Philip Wainwright knows first-hand the benefits of career-related travel. He studied the Japanese educational system, thanks to the support of a Fulbright grant, and that experience now informs his work as vice provost of global strategy and initiatives.

"Actually being there gives you a different kind of understanding and perspective that provides greater clarity in your work, and you can bring these insights back to campus and act on them," says Wainwright, who is directing the expansion of faculty support for global projects.

The Global Fellowships Faculty Support initiative in his office is a new resource designed to raise awareness of international research and teaching opportunities and to assist faculty with logistics. "A key priority is adding value and support to all major international activities of the work of faculty," Wainwright says.

The global strategy team is initially working to build on Emory's successful record with the U.S. State Department program.

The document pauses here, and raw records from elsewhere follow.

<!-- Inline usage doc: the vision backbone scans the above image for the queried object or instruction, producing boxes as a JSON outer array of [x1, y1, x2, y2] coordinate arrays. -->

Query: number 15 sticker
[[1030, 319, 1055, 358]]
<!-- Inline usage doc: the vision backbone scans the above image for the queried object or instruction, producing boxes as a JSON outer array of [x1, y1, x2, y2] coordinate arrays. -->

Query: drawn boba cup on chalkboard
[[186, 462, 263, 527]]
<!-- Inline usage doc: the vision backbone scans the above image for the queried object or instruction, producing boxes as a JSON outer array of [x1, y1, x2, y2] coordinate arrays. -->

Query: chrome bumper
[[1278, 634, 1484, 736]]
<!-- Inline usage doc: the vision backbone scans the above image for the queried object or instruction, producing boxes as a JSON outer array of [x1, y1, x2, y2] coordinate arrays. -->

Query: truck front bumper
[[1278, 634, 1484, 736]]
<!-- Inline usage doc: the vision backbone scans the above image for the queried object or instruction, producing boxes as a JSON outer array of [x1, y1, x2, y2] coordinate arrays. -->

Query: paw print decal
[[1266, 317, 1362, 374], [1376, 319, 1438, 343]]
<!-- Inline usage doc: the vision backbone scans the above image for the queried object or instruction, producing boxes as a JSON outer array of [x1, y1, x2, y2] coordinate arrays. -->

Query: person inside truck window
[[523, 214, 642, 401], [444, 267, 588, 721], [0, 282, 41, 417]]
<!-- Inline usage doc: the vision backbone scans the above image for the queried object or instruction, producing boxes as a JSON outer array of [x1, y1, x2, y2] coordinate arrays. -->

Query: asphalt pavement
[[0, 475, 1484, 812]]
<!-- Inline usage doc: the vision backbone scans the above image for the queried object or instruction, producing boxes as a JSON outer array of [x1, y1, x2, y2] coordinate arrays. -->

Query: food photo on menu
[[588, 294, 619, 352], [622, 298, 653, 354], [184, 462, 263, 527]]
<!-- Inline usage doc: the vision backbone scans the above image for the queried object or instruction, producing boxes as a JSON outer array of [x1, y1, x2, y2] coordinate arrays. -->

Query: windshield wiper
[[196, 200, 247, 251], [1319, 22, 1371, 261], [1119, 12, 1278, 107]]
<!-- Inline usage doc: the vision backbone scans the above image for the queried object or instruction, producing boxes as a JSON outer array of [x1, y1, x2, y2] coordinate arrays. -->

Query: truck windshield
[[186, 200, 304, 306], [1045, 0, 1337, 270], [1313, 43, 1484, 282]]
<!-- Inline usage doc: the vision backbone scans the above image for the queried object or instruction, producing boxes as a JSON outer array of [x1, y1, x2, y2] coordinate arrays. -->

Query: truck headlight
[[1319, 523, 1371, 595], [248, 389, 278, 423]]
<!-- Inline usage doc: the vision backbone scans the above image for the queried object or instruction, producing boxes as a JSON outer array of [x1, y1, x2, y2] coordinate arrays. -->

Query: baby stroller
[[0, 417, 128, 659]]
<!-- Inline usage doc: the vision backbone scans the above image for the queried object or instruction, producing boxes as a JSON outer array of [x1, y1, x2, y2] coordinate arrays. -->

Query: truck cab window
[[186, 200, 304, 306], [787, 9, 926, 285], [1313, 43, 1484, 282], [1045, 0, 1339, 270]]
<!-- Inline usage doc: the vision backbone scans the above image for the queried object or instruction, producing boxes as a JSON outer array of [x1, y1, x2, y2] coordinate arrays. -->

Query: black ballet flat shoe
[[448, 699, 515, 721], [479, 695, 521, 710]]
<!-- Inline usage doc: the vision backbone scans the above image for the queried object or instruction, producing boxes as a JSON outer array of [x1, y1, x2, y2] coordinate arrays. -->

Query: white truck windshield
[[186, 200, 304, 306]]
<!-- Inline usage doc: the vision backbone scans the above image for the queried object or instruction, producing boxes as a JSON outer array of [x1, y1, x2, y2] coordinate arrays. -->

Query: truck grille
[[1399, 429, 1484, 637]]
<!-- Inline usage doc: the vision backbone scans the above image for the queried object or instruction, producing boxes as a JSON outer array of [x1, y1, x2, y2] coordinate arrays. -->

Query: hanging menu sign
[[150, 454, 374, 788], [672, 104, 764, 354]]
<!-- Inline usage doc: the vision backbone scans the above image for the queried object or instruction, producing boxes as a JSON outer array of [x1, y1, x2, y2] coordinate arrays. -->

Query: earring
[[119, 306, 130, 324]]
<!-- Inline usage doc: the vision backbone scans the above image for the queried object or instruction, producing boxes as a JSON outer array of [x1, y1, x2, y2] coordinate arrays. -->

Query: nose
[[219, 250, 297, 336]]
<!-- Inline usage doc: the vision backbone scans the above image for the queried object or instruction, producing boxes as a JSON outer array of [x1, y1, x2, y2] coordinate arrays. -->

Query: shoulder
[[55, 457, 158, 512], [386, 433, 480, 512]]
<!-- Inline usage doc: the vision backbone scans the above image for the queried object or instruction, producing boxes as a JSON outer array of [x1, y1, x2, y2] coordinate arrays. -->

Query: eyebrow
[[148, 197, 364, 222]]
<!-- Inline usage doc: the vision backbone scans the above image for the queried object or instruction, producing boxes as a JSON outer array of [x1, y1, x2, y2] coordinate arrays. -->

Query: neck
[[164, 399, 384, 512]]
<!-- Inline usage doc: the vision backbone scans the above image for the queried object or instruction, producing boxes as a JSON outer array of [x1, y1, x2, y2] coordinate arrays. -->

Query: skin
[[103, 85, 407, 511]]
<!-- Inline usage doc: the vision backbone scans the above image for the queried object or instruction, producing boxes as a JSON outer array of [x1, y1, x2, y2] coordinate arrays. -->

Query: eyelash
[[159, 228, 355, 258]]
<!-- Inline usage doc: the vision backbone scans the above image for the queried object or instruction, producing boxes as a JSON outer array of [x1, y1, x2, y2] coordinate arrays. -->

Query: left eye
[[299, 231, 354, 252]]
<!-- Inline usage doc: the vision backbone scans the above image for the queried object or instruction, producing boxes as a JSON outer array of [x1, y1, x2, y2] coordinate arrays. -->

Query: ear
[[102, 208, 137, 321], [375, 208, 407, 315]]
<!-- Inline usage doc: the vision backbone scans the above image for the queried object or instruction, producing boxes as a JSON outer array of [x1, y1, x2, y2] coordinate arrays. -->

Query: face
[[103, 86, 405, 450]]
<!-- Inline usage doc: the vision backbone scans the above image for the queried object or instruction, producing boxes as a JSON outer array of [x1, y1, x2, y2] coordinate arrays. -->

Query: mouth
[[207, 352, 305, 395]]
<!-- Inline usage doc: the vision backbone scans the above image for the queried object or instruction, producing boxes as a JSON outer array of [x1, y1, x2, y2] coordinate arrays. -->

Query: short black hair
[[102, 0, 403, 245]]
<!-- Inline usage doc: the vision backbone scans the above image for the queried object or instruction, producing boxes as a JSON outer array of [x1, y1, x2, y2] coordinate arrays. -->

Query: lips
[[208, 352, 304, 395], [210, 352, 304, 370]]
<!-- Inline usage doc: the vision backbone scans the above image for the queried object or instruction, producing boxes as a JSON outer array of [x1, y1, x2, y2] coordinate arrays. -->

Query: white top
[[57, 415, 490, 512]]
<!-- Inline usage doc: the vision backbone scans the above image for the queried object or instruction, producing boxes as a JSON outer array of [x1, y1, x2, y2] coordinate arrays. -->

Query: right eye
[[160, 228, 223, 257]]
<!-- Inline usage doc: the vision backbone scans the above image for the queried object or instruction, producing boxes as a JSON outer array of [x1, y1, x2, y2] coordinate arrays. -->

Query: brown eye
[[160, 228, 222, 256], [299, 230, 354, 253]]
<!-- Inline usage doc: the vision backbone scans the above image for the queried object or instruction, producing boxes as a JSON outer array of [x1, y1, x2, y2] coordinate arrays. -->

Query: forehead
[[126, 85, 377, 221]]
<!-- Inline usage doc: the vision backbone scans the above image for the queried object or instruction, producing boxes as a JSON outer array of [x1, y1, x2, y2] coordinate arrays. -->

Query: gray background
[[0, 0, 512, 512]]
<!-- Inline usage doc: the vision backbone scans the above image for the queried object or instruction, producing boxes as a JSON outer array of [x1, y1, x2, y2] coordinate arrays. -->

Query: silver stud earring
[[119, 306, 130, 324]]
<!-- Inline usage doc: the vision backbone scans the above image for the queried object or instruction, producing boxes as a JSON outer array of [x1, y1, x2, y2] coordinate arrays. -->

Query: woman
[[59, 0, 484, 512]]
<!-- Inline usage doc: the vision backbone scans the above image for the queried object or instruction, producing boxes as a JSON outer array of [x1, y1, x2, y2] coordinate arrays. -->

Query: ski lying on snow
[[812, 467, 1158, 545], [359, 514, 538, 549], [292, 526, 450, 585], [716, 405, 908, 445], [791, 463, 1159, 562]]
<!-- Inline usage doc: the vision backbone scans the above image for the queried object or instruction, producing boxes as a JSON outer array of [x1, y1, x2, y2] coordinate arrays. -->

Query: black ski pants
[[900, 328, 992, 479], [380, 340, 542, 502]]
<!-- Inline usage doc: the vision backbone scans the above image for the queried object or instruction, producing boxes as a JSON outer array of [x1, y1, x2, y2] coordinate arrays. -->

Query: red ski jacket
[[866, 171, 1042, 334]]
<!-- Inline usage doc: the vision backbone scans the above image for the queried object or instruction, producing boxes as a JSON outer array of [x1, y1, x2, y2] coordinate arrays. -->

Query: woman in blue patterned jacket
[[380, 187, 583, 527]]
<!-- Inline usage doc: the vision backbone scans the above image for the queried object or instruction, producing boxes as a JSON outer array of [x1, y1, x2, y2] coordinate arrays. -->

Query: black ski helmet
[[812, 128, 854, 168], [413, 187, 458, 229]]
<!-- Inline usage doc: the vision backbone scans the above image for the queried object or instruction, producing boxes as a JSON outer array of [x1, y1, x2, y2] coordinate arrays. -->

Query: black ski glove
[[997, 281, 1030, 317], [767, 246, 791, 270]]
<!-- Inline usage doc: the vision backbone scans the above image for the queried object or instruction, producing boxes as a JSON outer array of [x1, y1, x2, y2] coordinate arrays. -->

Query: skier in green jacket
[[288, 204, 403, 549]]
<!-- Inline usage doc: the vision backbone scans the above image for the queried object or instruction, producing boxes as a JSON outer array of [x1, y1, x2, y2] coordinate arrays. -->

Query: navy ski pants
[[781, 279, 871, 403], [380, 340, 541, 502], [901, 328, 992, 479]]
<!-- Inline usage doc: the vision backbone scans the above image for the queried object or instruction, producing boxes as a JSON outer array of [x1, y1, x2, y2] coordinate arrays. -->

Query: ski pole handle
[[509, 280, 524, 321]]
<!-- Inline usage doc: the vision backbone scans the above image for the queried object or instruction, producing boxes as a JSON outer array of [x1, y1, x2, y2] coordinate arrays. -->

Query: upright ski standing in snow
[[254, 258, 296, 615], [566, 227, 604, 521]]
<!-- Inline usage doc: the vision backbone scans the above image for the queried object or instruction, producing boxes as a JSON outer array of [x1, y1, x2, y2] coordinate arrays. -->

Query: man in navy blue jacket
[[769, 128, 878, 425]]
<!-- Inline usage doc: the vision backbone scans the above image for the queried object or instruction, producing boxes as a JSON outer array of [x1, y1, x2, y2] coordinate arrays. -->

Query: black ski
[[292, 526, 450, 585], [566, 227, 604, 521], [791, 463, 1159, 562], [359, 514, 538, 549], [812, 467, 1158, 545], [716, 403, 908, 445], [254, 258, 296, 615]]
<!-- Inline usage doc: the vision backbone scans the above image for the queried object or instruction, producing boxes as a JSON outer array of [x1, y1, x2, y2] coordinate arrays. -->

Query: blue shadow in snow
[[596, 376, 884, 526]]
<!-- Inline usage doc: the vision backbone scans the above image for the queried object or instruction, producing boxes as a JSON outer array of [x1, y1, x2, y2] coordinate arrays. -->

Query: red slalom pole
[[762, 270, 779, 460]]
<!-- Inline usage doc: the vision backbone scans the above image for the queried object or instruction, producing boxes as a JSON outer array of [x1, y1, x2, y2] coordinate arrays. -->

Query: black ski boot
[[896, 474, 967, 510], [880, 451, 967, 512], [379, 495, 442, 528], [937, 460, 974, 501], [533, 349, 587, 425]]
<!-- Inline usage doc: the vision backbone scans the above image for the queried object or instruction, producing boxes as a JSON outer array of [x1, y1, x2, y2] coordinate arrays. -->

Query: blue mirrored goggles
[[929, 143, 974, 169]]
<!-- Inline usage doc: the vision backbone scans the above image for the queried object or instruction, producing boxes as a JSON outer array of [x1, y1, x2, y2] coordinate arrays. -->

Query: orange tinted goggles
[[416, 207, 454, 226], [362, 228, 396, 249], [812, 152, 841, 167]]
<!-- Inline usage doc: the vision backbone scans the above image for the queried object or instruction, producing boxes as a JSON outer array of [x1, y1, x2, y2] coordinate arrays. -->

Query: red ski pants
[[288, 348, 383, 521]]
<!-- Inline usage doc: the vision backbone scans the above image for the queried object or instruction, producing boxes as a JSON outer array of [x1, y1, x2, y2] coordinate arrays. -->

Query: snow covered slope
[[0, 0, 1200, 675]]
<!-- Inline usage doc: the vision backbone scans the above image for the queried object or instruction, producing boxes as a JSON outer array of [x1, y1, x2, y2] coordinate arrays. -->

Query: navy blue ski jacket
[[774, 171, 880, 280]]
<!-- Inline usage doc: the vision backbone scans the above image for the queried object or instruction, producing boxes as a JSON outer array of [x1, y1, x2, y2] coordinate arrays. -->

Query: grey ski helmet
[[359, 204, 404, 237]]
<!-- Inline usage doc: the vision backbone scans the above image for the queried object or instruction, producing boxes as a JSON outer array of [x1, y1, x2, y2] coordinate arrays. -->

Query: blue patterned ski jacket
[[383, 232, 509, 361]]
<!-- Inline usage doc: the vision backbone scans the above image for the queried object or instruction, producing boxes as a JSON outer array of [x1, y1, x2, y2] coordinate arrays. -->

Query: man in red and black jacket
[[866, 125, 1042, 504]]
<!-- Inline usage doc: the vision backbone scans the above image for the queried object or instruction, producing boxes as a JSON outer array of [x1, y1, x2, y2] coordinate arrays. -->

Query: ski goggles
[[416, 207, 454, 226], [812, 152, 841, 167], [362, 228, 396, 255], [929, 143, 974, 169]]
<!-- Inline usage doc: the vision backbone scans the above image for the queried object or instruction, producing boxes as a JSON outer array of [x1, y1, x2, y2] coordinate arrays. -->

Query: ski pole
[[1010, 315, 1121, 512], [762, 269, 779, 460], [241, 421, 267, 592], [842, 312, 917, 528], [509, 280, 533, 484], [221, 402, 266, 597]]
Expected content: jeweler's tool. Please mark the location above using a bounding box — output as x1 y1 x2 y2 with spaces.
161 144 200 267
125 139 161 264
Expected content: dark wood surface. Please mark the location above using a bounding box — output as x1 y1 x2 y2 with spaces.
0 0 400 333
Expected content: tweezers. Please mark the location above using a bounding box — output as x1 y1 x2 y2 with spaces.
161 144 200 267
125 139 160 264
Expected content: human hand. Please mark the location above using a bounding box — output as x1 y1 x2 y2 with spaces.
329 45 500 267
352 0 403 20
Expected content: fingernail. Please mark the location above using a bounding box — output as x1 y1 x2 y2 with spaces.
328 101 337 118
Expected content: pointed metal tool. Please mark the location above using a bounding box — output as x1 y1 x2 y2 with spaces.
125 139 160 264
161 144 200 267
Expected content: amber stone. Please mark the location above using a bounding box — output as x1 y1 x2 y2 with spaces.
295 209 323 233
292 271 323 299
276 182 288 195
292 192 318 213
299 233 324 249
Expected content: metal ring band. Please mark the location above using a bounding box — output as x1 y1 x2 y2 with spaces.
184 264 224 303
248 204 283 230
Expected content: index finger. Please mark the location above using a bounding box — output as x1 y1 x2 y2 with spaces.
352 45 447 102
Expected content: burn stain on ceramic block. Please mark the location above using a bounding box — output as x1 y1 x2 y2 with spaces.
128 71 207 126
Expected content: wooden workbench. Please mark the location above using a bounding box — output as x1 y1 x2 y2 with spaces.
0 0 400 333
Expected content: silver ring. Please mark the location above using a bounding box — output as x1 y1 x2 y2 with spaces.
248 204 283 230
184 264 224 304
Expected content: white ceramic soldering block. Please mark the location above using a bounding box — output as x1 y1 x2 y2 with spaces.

Emory faculty and staff have garnered nearly three dozen Fulbright awards in the past decade. "Going forward, we'll work with deans and faculty to expand support to other programs," says Kevin Kelly, who's leading the initiative for the Office of Global Stategy and Initiatives (GSI).

A recent event by the GSI showcased a panel of faculty who shared advice from their Fulbright experiences. It was part of a day of programming developed in partnership with the Center for Faculty Development and Excellence (CFDE). The collaboration allowed GSI to expand this annual event as well as extended the work of CFDE in facilitating faculty connections with program officers, editors, and agents.

"Everyone should go on a Fulbright," says Professor Joe Crespino, who had the opportunity to teach American history in Germany last year. "I was able to think about the craft of teaching in new ways. It's reinvigorating."